Okt 13

Vom Anfänger zum Gitarrenhelden – Ein kurzer Leitfaden

Egal ob bei einem entspannten Lagerfeuer oder einem fetzigen Rock Konzert, die Gitarre und der, der sie spielt befinden sich stets im Zentrum der Aufmerksamkeit. Dabei sind die ersten Schritte zur Beherrschung des Saiteninstruments gar nicht so schwierig.

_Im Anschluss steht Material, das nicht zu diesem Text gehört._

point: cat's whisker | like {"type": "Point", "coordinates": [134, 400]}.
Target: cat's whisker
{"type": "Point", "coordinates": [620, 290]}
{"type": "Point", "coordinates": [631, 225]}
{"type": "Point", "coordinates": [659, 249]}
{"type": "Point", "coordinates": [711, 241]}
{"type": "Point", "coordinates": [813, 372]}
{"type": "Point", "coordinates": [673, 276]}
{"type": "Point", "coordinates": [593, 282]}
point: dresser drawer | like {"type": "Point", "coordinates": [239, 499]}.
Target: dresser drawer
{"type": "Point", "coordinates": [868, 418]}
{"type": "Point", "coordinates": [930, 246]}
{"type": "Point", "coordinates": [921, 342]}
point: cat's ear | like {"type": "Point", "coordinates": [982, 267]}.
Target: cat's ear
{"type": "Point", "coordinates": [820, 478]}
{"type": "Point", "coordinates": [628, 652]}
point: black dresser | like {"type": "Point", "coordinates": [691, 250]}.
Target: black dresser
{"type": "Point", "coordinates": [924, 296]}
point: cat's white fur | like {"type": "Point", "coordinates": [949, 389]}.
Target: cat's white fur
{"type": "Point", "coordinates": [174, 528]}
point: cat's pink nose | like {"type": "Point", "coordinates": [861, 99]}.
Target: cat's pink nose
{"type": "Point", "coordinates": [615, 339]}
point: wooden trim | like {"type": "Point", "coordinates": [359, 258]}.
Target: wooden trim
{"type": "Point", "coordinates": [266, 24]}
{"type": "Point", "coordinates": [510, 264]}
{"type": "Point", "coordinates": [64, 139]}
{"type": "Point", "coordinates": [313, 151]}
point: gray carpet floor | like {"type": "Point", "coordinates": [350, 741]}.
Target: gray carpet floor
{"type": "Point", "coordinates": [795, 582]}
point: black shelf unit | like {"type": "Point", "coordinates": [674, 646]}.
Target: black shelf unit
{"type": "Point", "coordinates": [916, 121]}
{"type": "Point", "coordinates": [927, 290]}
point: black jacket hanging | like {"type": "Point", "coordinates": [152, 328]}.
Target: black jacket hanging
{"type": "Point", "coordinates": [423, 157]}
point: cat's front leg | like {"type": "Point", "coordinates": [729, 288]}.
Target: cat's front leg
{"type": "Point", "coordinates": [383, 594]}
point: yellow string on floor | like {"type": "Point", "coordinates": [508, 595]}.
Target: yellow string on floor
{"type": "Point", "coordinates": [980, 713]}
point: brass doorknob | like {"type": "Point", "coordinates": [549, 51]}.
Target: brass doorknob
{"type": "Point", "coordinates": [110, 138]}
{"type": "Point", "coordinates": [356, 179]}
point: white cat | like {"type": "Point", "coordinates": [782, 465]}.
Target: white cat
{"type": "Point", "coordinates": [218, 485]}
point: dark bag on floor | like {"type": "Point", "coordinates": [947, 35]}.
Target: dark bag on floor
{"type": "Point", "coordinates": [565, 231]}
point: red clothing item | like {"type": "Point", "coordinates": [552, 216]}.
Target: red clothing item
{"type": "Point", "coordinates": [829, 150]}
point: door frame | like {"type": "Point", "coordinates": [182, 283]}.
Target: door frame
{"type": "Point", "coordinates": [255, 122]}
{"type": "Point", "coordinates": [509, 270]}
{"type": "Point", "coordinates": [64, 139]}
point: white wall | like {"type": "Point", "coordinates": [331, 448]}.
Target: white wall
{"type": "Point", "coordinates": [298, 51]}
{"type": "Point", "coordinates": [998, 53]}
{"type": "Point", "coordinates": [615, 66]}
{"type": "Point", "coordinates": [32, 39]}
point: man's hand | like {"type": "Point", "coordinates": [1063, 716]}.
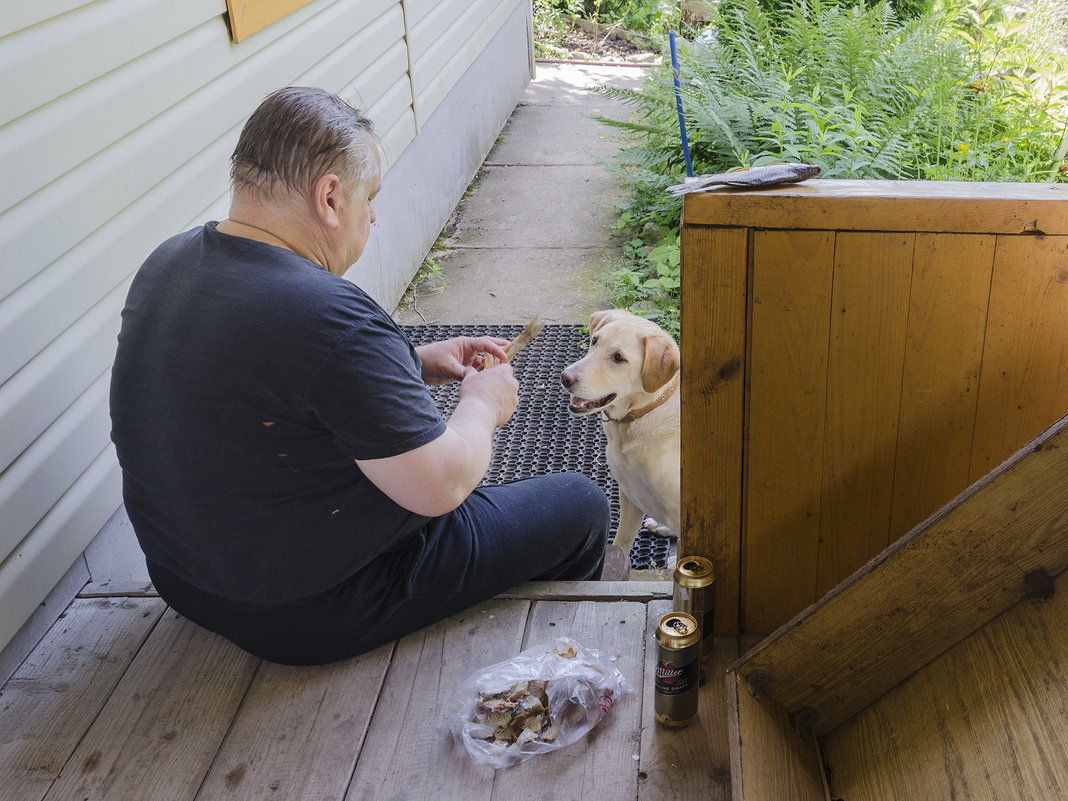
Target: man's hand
{"type": "Point", "coordinates": [453, 360]}
{"type": "Point", "coordinates": [497, 388]}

Die Wahl der richtigen Gitarre

Bevor man loslegen kann, sollte man herausfinden welche Gitarre die richtigen für einen ist. Dafür muss man sich darüber bewusst sein, was für eine Art Musik man machen möchte. Grundsätzlich ist es Anfängern zu empfehlen zu einer klassischen Akustik Gitarre zu greifen, da sie überall eingesetzt werden kann. Möchte man sich später auf eine Musikrichtung spezialisieren, kann man zu einer elektrischen Gitarre wechseln. Dabei steht einem der Gitarrenhändler des Vertrauens gerne beratend zu Seite.

Die Grundlagen

Hat man sich für eine Gitarre entschieden, sollte man sich mit dem Aufbau der Gitarre vertraut machen. Wenn man die Stimmmechaniken, die Bundstäbe, das Griffbrett und die Stegeinlage gefunden hat, kann sich daran machen die Grundlagen des Gitarrenspiels zu erlernen und zu festigen. Das beginnt damit, die Gitarre richtig zu Stimmen, denn eine verstimmte Gitarre trübt die Freude bevor man überhaupt angefangen hat.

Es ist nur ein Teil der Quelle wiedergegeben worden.